My involvement in making the iced tea, or anything else in Elvira Jackson's kitchen, was usually relegated to picking some vegetable or herb in the sprawling backyard garden behind the house.  Under heavy direction from one or both grandparents, I'd select the best possible sprigs.  In that garden, during those long, summer days, I learned a lot about gardening.  Much of the knowledge  I employ today in my own garden was obtained, by osmosis, on iced tea afternoons. 

photo: dara jackson wiggins

So, when the mint plant near the garage at my own home started taking over our sunny border,  I came up with the idea for making Mint Simple Syrup to jazz up regular Black Iced Tea.  This homage to my grandmother borrows from her original "recipe" but uses more mint and keeps nicely in the fridge for a month or more.  

I still put a fresh sprig in my glass as a tribute to Elvira.   I think she would approve.

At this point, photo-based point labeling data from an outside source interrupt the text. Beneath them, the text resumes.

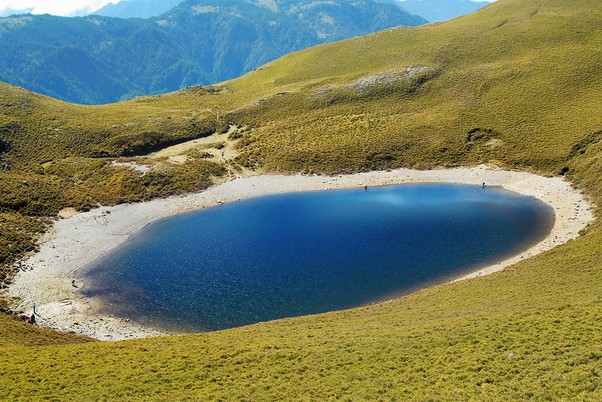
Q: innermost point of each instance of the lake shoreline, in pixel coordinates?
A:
(73, 243)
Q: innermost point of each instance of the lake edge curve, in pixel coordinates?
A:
(75, 242)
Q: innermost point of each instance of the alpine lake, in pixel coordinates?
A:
(294, 254)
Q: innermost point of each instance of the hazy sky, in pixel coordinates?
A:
(56, 7)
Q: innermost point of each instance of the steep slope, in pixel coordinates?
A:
(136, 8)
(95, 59)
(441, 10)
(516, 84)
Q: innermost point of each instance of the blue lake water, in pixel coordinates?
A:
(302, 253)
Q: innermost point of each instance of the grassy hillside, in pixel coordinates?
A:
(516, 84)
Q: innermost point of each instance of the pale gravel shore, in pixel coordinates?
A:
(74, 242)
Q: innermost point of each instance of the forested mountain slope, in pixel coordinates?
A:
(515, 85)
(95, 59)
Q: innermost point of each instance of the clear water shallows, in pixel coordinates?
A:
(303, 253)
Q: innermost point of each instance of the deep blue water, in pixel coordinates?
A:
(303, 253)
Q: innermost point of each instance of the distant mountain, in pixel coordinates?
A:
(97, 59)
(137, 8)
(441, 10)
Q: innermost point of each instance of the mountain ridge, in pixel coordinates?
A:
(514, 86)
(183, 47)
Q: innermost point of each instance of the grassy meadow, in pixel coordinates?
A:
(517, 84)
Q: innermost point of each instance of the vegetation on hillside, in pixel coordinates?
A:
(516, 84)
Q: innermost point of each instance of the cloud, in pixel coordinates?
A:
(67, 8)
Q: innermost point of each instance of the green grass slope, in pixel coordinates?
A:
(516, 83)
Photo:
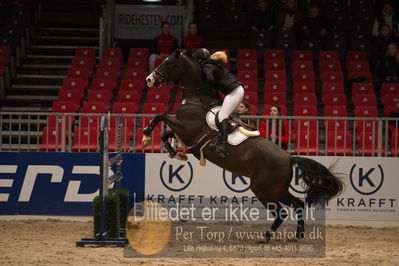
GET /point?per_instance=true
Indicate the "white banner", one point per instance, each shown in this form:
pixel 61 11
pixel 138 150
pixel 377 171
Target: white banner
pixel 371 184
pixel 144 21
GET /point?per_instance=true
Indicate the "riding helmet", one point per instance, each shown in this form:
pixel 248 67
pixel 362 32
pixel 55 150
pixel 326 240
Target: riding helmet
pixel 202 54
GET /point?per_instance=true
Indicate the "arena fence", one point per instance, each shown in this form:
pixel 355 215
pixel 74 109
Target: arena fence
pixel 77 132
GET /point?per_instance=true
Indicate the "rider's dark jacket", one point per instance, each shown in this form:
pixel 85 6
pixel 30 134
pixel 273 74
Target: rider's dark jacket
pixel 218 78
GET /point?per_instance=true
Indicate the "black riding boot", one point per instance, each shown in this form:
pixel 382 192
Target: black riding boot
pixel 222 141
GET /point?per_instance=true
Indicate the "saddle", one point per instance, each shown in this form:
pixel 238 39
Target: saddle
pixel 234 122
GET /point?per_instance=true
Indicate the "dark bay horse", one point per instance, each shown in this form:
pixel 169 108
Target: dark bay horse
pixel 267 165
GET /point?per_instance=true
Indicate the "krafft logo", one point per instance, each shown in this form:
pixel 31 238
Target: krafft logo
pixel 176 177
pixel 368 180
pixel 297 184
pixel 235 183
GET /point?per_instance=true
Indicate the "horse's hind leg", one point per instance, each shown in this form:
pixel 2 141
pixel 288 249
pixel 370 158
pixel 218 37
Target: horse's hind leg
pixel 299 207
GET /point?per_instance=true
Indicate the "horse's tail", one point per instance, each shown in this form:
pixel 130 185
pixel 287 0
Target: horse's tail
pixel 321 183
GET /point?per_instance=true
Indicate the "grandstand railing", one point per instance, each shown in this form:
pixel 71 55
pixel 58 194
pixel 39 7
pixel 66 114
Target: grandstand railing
pixel 68 132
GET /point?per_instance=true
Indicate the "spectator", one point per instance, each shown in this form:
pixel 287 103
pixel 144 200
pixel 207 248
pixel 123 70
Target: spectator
pixel 274 111
pixel 381 43
pixel 244 109
pixel 193 41
pixel 163 45
pixel 263 17
pixel 387 16
pixel 289 17
pixel 313 26
pixel 394 125
pixel 388 68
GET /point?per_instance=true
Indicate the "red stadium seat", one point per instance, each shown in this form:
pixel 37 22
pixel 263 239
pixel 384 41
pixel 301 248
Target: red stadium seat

Sharing the love of minted iced tea,


Mint Simple Syrup
1 cup mint leaves
1 cup sugar (I prefer brown sugar)
1 cup water

Bring the mint, sugar and water to a boil in a medium saucepan. Stir occasionally until the sugar is dissolved. Remove the pan from heat and allow to sit for 30 minutes. Strain the liquid into an airtight container like a mason jar and refrigerate until ready to use or at least three hours. Syrup will keep in the refrigerator for about a month.

Using Mint Simple Syrup in Iced Tea: Brew your favorite tea according to instructions for making iced tea. Add simple syrup to taste.  Stir, taste and add more if desired.  I usually start with about a 1/4 cup for 2 quarts of tea.  Unless you like really, really sweet--like Southern style--iced tea, DO NOT ADD sugar!